Damit ist schon nicht gesagt, dass es im Bereich der Unterschwellenvergabe keinen Primärrechtsschutz geben kann, denn die Möglichkeit, eine einstweilige Verfügung nach § 935 ZPO oder die Anordnung der aufschiebenden Wirkung entsprechend § 80 Abs. 5 VwGO zu beantragen, ist damit nicht ausgeschlossen. Im Bereich der Oberschwellenvergabe stünde einem solchen Vorgehen die Rechtswegzuweisung in § 156 Abs. 2 GWB entgegen.

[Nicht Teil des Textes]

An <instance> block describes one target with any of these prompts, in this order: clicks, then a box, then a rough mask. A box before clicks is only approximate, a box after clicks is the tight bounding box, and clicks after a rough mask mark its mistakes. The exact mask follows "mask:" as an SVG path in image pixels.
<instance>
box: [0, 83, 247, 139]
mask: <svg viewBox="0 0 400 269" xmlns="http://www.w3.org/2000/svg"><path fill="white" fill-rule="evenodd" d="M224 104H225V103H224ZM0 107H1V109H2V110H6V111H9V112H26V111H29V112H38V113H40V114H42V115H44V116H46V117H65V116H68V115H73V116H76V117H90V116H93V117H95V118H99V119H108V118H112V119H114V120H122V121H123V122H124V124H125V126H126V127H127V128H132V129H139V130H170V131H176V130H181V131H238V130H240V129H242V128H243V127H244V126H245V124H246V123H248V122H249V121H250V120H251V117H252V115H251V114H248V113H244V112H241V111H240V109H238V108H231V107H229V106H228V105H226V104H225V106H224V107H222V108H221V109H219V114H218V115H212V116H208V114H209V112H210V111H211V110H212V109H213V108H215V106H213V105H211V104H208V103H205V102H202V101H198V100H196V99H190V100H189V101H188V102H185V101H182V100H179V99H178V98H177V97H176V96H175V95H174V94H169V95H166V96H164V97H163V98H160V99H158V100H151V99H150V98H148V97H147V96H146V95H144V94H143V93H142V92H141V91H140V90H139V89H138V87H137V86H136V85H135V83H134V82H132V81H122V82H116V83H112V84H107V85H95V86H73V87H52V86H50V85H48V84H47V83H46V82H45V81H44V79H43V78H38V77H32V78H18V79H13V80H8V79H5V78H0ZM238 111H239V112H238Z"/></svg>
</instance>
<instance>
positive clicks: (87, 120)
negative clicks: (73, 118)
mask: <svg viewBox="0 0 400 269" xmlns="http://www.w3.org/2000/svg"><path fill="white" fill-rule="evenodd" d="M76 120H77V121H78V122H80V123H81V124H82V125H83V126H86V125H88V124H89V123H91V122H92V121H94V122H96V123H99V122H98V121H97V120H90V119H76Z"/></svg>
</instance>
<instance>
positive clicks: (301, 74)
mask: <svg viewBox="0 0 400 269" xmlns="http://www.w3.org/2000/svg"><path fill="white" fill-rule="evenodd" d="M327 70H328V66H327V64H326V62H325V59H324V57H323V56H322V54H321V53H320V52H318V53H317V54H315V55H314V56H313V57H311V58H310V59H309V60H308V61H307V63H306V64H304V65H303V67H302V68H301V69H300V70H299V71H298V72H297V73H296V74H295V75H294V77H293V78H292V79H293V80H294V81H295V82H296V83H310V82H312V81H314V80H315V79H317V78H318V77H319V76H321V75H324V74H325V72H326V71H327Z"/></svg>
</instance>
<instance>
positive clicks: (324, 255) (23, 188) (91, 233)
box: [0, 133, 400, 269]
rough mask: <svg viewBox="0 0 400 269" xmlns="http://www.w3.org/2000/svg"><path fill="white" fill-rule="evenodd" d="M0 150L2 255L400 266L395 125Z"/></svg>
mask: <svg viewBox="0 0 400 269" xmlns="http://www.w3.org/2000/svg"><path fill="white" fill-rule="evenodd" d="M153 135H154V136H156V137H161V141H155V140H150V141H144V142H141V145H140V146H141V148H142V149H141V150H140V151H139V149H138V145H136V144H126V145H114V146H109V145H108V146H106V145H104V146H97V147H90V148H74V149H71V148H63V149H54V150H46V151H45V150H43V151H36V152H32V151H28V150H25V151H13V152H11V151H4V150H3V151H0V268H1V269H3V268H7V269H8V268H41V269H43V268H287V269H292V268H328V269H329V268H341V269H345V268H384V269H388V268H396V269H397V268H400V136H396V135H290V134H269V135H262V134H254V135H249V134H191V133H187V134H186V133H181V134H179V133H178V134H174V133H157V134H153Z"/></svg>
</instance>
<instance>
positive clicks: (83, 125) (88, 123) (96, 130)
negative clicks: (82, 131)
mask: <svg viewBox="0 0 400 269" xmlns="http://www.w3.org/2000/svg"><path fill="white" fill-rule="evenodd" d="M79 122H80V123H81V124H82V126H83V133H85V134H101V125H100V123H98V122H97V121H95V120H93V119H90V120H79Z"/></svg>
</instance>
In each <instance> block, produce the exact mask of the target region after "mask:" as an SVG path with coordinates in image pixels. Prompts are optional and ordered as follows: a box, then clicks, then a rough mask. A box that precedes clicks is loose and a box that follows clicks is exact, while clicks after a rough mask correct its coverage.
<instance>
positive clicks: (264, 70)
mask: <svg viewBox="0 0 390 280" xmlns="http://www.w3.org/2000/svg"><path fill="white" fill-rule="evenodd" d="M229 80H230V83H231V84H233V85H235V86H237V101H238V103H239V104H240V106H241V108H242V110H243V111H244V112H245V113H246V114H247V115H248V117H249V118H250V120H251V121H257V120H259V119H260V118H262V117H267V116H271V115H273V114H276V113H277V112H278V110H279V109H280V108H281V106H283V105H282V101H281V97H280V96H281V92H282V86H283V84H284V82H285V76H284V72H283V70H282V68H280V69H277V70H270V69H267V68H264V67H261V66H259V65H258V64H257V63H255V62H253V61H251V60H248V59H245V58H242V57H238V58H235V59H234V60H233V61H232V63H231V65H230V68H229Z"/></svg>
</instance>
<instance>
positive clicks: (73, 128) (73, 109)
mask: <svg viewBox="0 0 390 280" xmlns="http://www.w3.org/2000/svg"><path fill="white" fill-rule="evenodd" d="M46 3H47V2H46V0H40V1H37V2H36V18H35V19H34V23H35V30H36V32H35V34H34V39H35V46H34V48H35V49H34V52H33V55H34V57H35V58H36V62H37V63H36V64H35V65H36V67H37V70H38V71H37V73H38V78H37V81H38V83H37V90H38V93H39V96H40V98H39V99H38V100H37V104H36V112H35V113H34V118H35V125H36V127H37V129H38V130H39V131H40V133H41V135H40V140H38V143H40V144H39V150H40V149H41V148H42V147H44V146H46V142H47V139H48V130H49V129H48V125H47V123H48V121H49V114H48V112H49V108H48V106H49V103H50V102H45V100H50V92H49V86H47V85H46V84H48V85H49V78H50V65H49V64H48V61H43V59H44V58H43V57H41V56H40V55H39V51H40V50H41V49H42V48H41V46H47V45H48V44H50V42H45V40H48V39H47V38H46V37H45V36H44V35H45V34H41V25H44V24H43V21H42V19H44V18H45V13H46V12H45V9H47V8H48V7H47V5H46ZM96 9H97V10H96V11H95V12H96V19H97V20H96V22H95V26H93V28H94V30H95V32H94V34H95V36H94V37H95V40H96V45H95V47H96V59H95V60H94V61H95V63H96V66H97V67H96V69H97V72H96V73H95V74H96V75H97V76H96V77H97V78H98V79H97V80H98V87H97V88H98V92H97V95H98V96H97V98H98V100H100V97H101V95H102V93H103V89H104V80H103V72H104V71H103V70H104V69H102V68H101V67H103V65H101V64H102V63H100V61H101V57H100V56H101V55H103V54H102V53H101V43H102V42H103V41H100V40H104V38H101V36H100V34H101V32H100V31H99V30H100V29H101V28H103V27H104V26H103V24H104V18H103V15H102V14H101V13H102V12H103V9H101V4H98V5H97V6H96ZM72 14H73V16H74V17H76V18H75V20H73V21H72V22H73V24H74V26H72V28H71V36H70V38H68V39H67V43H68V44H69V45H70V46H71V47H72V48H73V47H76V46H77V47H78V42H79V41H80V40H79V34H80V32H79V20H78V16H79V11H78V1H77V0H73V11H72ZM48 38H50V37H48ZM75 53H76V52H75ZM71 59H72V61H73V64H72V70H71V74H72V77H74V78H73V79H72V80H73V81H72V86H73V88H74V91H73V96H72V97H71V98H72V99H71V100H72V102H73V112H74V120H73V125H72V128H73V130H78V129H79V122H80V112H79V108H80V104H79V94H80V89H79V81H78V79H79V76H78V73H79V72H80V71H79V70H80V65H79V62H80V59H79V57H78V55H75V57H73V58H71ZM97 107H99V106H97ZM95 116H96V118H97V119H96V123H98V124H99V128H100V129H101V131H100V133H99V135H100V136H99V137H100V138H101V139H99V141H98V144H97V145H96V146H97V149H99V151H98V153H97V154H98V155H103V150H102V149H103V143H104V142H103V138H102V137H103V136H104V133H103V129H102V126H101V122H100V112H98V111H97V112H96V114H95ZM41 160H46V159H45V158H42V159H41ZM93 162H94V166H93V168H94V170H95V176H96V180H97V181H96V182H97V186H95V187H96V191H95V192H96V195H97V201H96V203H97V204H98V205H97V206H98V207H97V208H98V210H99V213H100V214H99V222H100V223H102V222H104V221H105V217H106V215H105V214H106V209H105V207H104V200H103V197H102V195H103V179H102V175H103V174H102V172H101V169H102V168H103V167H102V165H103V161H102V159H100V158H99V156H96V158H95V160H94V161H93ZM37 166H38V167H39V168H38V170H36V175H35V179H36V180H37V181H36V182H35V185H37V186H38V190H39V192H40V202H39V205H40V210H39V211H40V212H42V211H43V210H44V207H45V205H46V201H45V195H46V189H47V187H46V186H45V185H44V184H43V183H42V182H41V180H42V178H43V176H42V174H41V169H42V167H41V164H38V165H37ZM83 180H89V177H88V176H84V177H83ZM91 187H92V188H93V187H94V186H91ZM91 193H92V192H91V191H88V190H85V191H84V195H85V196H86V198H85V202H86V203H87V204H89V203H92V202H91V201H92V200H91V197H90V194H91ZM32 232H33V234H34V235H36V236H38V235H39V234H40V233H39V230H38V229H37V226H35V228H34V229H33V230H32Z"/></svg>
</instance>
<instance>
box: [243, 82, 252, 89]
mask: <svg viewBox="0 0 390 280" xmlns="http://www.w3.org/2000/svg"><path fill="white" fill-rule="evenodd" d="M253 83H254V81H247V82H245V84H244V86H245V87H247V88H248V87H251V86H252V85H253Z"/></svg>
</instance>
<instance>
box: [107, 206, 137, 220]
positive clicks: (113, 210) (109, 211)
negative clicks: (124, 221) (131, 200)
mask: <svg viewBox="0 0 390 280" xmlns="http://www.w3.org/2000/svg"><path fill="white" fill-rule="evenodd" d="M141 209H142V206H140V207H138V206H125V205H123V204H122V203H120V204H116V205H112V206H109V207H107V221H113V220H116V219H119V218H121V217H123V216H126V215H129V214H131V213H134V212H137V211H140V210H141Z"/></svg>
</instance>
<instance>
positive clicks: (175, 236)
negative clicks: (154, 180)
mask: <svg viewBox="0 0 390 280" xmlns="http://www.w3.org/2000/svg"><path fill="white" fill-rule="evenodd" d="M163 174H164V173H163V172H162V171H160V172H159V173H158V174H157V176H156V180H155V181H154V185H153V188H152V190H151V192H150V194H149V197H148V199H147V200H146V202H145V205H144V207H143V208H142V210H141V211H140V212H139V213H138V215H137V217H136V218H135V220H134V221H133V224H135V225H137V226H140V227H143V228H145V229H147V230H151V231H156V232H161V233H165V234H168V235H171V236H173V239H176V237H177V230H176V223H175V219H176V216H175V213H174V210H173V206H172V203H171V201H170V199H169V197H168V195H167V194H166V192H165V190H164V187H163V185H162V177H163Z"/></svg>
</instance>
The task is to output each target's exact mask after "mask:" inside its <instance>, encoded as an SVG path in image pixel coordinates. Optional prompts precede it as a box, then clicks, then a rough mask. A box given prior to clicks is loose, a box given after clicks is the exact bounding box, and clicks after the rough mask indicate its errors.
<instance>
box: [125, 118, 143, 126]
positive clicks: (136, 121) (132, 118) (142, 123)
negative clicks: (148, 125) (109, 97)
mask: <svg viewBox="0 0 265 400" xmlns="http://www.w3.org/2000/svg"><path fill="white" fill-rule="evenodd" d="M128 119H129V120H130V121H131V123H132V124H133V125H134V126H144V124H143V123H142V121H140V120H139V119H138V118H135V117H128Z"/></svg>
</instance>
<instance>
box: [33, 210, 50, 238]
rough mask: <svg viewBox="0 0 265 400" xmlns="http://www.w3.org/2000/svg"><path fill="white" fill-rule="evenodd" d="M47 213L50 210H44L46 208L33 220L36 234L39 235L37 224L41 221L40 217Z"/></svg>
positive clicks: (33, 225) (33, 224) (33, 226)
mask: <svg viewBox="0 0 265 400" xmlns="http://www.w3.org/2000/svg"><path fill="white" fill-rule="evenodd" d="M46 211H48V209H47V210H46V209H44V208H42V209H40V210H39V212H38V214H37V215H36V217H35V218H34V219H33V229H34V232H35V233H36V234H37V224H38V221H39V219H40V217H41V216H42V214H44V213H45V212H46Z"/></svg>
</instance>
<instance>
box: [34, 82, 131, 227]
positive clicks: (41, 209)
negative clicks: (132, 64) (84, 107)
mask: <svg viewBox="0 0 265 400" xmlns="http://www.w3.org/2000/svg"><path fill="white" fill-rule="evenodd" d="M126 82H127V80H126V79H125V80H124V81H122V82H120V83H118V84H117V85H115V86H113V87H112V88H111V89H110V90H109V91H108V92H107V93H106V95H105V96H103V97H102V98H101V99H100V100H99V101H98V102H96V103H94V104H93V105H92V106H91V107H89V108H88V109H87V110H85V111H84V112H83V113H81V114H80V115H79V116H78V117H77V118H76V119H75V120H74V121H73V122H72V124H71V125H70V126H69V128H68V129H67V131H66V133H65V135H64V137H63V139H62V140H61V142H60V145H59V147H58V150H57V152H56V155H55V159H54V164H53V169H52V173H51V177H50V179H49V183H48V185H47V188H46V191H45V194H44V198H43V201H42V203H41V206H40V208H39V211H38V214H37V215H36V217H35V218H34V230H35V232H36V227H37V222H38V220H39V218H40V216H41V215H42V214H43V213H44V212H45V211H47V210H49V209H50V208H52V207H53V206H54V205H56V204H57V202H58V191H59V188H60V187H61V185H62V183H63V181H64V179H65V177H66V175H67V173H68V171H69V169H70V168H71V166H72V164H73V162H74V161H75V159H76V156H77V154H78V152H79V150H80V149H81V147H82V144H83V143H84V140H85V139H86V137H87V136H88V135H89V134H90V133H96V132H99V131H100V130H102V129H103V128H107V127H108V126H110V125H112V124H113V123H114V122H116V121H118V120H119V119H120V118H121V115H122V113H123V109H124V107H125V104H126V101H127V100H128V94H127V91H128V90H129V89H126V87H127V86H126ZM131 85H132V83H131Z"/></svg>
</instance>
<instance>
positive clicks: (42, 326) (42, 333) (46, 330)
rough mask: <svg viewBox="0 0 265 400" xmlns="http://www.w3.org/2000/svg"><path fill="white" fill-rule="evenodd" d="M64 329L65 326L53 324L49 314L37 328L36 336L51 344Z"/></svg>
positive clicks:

Auch sonst lassen sich die zur Unterschwellenvergabe angestellten Überlegungen nicht auf die deutlich gewichtigeren Fälle der Oberschwellenvergabe und noch dazu im Bereich der Bundeswehr­beschaffungen übertragen. Angesichts der vergleichsweise wenigen Fälle der Bundeswehrbeschaffungen, mit denen der zuständige Vergabesenat des Oberlandesgerichts Düsseldorf regelmäßig befasst wird, dürfte eine so weitgehende Beschränkung der Rechtsschutzmöglichkeiten nicht gerechtfertigt sein. Entsprechend hat das Bundesverfassungsgericht für den Bereich der Oberschwellenvergabe entschieden, dass überspannte Anforderungen an die Antragsbefugnis durch einen Vergabesenat das Grundrecht aus Art. 19 Abs. 4 GG verletzen (Beschluss vom 29.07.2004 - 2 BvR 2248/03, juris Rn. 23). Dies legt aus Sicht des vorlegenden Senats den Schluss nahe, dass im Bereich der Oberschwellenvergabe Art. 19 Abs. 4 GG einen effektiven Primärrechtsschutz fordert, der nicht durch eine einfachgesetzliche Regelung in § 16 Abs. 1 BwBBG verfassungsrechtlich zulässig abgeschafft werden durfte und konnte. Insoweit lassen sich auch die entsprechenden Erwägungen in den Stellungnahmen zu dem Entwurf des Vergaberechts­beschleunigungs­gesetzes übertragen (etwa der Deutsche Anwaltverein, VergabeR 2025, 525, 527).

cc.

Ob die Regelung in § 16 Abs. 1 BwBBG mit europäischem Recht vereinbar ist, wovon die Gesetzesbegründung ausgeht, oder nicht, ist für die Vereinbarkeit mit dem Grundgesetz ohne Belang.

III.

Als Konsequenz der Aussetzungsentscheidung war der angesetzte Termin zur mündlichen Verhandlung aufzuheben.

IV.

Die Vorlagefrage wird sich voraussichtlich auch in weiteren Verfahren stellen. Derzeit prüft der vorlegende Senat die Auswirkungen auf das Verfahren Verg 13/26. Sollte die Prüfung ergeben, dass auch in jenem Verfahren die Voraussetzungen für eine konkrete Normenkontrolle nach Art. 100 Abs. 1 GG vorliegen, dürfte eine weitere Vorlage in jedem Verfahren, in dem sich die bereits gestellte Frage erneut stellt, zwingend sein (vgl. Kessal-Wulf, in: Huber/Voßkuhle, Grundgesetz, 8. Aufl. 2024, Art. 100 GG Rn. 11 m.w.N.).